The typical customer purchase journey can see buyers engaging with brands across several different touchpoints. For example, this might include an initial online search, followed by a visit to a business branch to test the product, followed by a phone call to check details.
The goal for many brands is to harmonise that omnichannel ecosystem so customers gain a more consistent and personal experience.
This is not a simple puzzle to solve, but brands must crack it to meet modern-day customer service expectations. It’s also necessary if brands want to optimise and enrich their experiences.
Brands are increasingly developing a measurement toolkit that will provide a more holistic and less siloed view of their operations. This is requiring them to weave together various sources of online and offline information, including call tracking, footfall and online data.
The utility of call tracking
Call tracking insights help brands to identify where they should divert resources in order to best cater to customer needs. This was particularly apparent during the pandemic, when companies could no longer welcome customers into stores.
For example, when the government changed its guidelines on the specific holiday destinations people could and could not visit, travel companies needed to know how best to respond.
By analysing their phone call data with call tracking, companies could see that the volume of calls they were experiencing had increased, so they could increase contact centre staffing levels accordingly. Crucially, this measurement data also helped those companies understand why people were likely to be calling at any given time – whether to book trips, get the latest advice or seek reassurances about travel arrangements.
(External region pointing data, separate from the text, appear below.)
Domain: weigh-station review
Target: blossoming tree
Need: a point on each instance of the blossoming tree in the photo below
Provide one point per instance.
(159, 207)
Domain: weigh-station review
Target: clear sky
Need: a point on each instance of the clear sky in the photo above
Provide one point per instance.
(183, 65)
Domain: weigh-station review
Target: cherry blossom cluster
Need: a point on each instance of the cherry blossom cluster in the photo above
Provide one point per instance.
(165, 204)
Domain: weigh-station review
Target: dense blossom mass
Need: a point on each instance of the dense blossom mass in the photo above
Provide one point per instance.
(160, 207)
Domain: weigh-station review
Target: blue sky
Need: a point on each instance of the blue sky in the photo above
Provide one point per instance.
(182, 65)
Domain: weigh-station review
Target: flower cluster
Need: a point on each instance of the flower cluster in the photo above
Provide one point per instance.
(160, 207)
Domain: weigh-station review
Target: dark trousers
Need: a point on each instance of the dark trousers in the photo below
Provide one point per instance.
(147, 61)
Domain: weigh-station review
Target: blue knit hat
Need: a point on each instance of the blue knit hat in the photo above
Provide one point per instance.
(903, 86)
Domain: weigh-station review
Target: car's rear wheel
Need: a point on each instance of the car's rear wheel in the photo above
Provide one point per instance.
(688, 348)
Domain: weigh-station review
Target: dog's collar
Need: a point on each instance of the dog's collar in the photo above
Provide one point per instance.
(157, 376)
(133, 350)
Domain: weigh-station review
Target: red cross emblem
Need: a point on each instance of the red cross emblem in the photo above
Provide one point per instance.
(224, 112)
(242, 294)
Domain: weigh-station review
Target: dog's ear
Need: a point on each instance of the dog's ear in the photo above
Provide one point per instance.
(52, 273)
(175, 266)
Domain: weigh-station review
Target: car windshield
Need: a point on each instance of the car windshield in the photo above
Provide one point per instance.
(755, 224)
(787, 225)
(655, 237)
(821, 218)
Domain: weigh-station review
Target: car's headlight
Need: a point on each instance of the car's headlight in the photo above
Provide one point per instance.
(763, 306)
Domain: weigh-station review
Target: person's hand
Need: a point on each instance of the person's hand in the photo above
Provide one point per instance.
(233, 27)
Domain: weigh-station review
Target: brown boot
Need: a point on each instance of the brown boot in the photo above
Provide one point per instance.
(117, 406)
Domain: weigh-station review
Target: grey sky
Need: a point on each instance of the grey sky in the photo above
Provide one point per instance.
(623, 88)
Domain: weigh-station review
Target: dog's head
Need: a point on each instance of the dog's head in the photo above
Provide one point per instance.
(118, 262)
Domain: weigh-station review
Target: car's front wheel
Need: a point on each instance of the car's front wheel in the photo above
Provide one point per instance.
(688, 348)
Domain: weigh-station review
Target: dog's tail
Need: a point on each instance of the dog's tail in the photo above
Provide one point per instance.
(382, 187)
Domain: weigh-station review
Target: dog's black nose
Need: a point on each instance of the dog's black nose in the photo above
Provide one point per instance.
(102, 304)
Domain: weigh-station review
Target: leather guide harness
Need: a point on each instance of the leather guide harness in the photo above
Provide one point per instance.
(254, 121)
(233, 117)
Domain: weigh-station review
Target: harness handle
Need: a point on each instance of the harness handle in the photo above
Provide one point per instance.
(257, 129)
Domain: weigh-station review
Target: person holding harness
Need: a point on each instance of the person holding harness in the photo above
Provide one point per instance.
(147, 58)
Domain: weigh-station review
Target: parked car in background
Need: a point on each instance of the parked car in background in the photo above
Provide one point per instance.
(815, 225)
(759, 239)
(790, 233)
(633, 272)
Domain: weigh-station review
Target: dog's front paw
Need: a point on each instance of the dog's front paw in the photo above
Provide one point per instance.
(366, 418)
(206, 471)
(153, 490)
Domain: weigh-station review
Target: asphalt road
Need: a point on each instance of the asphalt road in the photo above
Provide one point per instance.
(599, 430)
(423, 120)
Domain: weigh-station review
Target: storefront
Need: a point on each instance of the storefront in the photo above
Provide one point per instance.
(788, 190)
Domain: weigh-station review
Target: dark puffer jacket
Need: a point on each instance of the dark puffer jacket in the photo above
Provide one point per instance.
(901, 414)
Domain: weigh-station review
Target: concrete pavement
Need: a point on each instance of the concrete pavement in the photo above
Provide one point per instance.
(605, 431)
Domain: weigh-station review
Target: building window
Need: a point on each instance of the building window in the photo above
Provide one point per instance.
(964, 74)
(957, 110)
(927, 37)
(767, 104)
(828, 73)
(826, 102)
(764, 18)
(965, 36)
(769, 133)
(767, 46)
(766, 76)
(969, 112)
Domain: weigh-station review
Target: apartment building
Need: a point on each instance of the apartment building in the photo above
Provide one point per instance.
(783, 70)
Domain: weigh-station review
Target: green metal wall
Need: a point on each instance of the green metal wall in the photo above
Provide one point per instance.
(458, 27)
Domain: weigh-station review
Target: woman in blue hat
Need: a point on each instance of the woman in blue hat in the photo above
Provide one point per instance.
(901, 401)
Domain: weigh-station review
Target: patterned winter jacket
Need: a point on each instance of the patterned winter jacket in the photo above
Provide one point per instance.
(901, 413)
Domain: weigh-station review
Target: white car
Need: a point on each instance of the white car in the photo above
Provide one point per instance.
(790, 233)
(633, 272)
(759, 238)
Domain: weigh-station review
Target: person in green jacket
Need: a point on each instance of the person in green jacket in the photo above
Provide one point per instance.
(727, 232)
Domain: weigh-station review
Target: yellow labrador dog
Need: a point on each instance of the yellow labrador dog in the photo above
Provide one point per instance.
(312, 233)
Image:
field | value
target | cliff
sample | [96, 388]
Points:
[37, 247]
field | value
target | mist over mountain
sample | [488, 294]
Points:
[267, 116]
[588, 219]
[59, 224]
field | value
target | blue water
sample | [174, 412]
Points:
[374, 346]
This information ensured that staff were better equipped to manage those calls. Conversation analytics, which spots common keywords, also enabled contact centre staff to be aware of the most popular queries or questions so they could handle those calls more easily.
Painting a broader picture
This type of call intelligence can help to optimise customer journeys over the phone, but it also helps to paint a broader picture of what is happening across a brand’s overall operation – allowing for improvements to be made to other channels.
For example, if companies are experiencing a peak in calls because customers ‘can’t find information on the website’ or ‘there is a bug on the company’s app’, the data will highlight specific pain points in the broader customer journey.
If there are technical problems on the app or more information is required on the website, these insights will help brands remove potential barriers to sale. The long-term objective for companies must be to collate a broad array of measurement data so they can develop this type of holistic understanding.
The next step
With this level of insight brands can provide a true omnichannel experience and enhance the level of customer service they provide. From a marketing perspective, it can also enable greater levels of automation and personalisation – helping to improve both the effectiveness and efficiency of campaigns.
For instance, when data from multiple sources is fed into algorithms, we can quickly gain an understanding of an individual’s previous experience across brand touchpoints, assess their likely needs and then present them with specific messaging and enriched experiences.
Before any of this is possible, however, companies will need to build that measurement toolkit and gather data from both online and offline sources. This is the crucial first step in joining up the customer journey and giving brands the ability to meet consumer expectations, on whatever channel they choose.